両耳の穴に、シリコン製の針を大量に押し込まれているような不快感

 自分でも嫌になるけれど、これを分かってくれだなんて口が裂けても言えない。

 

 

 私みたいな頭の悪い奴には分からない、不文律みたいなものが普通の人たちの間にはあって、私はそれを知らないから、知らない内にいつの間にか抵触して、どんどん評価が下がっていく。

 

 普通の人たちは、自身が普通であるために、何か特別な、階段の段を飛ばして行く、裏技のような方法───私みたいな障害者には到底理解の及ばないもの───を使っている気がしてならなかった。何かズルをしているのだと思った。

だから私も、それを見つけて実行しなければ、普通の人たちが掴んでいる幸せなんて掴めないと思っていたし、それをする権利と義務があるとも思っていた。

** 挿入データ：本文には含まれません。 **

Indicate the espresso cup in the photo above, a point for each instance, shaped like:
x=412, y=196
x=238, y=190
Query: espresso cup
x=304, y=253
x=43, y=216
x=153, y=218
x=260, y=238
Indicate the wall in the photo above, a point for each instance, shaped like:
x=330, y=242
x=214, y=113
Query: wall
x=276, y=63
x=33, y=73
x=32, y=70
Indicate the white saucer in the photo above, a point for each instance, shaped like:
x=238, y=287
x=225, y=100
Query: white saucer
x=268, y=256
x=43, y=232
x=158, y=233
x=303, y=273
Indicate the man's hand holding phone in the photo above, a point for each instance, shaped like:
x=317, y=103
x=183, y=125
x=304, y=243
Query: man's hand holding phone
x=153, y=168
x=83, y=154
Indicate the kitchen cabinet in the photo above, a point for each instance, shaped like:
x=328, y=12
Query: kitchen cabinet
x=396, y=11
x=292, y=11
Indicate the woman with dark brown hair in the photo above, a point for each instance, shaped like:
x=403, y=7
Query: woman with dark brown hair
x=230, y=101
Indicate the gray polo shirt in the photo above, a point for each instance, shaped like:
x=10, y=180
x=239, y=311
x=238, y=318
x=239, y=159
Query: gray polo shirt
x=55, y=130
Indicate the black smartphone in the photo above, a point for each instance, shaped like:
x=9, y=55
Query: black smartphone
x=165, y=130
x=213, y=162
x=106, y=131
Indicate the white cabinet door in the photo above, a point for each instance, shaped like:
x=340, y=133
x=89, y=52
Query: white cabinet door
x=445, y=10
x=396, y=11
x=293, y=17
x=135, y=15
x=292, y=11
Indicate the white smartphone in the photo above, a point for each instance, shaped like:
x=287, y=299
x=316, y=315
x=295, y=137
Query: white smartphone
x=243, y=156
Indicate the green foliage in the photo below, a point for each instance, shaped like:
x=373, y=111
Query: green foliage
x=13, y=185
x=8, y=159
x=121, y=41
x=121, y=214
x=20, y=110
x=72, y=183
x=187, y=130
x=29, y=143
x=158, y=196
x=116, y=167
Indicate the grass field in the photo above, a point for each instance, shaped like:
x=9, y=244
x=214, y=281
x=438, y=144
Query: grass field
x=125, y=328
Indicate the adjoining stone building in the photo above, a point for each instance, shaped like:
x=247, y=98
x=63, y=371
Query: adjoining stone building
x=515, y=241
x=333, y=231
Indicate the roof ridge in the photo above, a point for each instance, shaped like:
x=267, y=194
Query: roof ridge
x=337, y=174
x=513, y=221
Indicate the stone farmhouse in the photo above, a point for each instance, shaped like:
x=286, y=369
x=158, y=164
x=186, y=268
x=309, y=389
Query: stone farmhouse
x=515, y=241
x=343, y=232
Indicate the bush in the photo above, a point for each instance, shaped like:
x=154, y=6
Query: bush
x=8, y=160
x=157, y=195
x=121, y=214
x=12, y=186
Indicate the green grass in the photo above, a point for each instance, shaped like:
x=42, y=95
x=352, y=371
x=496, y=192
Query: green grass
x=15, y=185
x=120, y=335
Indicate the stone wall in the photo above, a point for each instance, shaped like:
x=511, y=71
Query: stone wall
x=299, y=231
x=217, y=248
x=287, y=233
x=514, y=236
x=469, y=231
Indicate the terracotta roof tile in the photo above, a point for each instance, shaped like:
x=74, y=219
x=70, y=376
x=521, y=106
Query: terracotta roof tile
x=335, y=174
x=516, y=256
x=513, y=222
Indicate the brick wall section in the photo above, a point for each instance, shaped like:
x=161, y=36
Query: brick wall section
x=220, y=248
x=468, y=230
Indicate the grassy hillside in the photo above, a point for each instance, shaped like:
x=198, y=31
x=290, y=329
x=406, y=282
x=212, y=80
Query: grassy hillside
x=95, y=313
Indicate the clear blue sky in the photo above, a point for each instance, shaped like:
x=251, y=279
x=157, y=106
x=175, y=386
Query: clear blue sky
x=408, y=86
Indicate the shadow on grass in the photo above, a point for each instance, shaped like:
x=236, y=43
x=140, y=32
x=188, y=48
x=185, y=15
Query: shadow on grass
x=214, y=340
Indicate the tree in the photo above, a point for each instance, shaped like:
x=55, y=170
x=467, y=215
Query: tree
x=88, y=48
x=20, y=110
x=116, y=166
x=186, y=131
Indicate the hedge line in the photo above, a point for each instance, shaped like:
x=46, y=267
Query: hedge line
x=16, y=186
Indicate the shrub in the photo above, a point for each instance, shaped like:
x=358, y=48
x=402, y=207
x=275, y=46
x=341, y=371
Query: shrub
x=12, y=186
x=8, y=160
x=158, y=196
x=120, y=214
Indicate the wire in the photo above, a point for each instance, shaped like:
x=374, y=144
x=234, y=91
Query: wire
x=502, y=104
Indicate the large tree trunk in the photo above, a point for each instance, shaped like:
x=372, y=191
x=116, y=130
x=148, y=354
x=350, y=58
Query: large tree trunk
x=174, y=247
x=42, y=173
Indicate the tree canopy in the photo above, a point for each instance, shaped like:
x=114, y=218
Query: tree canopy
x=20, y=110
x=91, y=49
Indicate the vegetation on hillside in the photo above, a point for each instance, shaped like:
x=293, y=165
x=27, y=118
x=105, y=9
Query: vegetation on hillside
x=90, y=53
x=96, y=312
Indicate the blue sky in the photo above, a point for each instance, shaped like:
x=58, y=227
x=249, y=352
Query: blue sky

 自分の常識では“やっちゃいけない”に区分されることをやった。苦手なこともやった。喋りすぎた。心を開きすぎた。それらが“普通になるための裏技”だと思い込んで。

 

 結果。当然のように、“普通”にはなれなくて、その上私は友人を無くした。その、友達を無くすような生き方も、この身体に染み着いた。

 

 

 じゃあ、私はどうすればよかったのだろう?それが今でも分からなくて、ただただ苦しい。